Pero... ¿habrase visto? Un poco que nos descuidemos, y los días se nos caen del calendario como las hojas en otoño. Metidos, ya ven, casi ya en una semana medio festiva, que supone el prólogo de la recta final de fin de año, de la Navidad y de darle la bienvenida a esa anualidad entera que ahí nos espera, donde podremos elegir entre cultivar la mejor versión de nosotros mismos como grupo humano o... lo otro, lo de siempre. En fin, que ahí andamos, cuesta abajo y sin frenos en las postrimerías del 2021, enredados con un nuevo y fuerte repunte de infecciones por SARS-CoV-2 —¿alguien lo dudaba?—, y apelando una vez más a la sensatez colectiva. Cuídense, de verdad. No vale, repito una y mil veces, hacer lo mismo y esperar resultados diferentes. Hay que estar a la altura de las circunstancias. Es verdaderamente importante.

Pero, dicho esto, déjenme que hoy cambie de tema, hablándoles de algo que me resulta ciertamente insoportable. ¿En qué términos? Pues de la forma más literal. Y es que me parece que hay mucho cinismo en el tema que les voy a contar, que tiene que ver con la publicidad, con la venta de un determinado artículo y con una fantástica doble moral que, por lo que se ve, a algunos les va bien, traducido a ingresos. Yo no podría.

Miren, me refiero a ese anuncio que se hace en algunas emisoras de radio, que comienza con los conductores habituales del programa hablando del fuerte dispositivo de la DGT en vísperas de un gran movimiento de vehículos, explicando los recursos puestos en juego para controlar tal volumen de tráfico... para terminar con la promoción de un aparato detector de radares de tráfico. Algo que, según ellos apostillan, es perfectamente legal (sic). No lo tengo claro pero, además de eso, creo que falta ética en tal asunto.

Y eso, ya ven, es lo que considero grave. Me parece increíble que, desde las ondas y con el ánimo de vender, se juegue con la vida y la muerte en la carretera para ganar unas perras. Porque la promoción de tal tipo de “juguetes” redunda, no cabe duda, en la existencia de más conductas peligrosas en nuestras carreteras. Y de ahí a una mayor siniestralidad va un paso, de consecuencias imprevisibles.
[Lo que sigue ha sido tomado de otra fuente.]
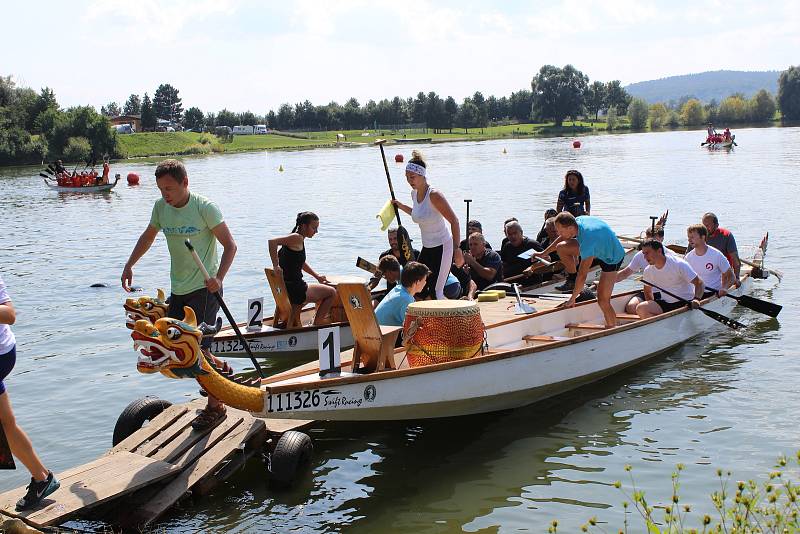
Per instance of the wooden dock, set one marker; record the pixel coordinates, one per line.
(152, 469)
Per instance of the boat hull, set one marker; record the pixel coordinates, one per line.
(493, 382)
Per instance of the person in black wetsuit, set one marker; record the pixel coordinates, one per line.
(290, 262)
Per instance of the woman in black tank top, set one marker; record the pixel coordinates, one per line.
(290, 262)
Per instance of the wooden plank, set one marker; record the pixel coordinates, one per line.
(226, 445)
(585, 326)
(158, 424)
(90, 485)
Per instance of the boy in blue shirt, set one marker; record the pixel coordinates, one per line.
(392, 309)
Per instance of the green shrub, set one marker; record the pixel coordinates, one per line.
(77, 149)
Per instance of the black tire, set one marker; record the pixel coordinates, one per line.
(291, 456)
(134, 416)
Estoy convencido de que, si las personas tuviesen capacidad real de autorregularse y una mayor responsabilidad, no habría necesidad de instalar radares. Pero como esto sabemos que no es así en un cierto porcentaje de las personas al volante, no queda otra. Se genera así una actividad que, en otro contexto, sobraría. Pero que, en cambio, es fundamental para velar por nuestras vidas. No solamente por lo que supone como efecto disuasorio ante conductas temerarias e improcedentes, sino para purgar de la carretera —aunque solamente lo logre en cierta medida, por la laxitud de las sanciones— a personas verdaderamente peligrosas en la misma.

Por eso es importante que existan los cinemómetros y que puedan controlarnos en la plenitud de su potencialidad, sin subterfugios, cortapisas o medias tintas. Y, por ende, esos detectores de radares —anunciados a bombo y platillo por alguno que, por otro lado, pretende erigirse en deudo de la moral pública— le hacen flaco favor a la seguridad al volante. Algo en lo que a todas y a todos, sin duda, nos va la vida.

En fin... Que hace falta más responsabilidad y coherencia personal, no vayamos a convertirnos en algo parecido a ese supuesto gran chef que, a poco que le dejan, se empeña en publicitar un sopicaldo. Seamos honestos y, para empezar, con nosotros mismos. Y si una medida hace falta por la gran falta de empatía y de cuidado de unos pocos al volante, esta no se puede boicotear. Todo lo contrario.

¡Cuídense! Y, en la medida de lo posible, sean felices. Es lo que toca.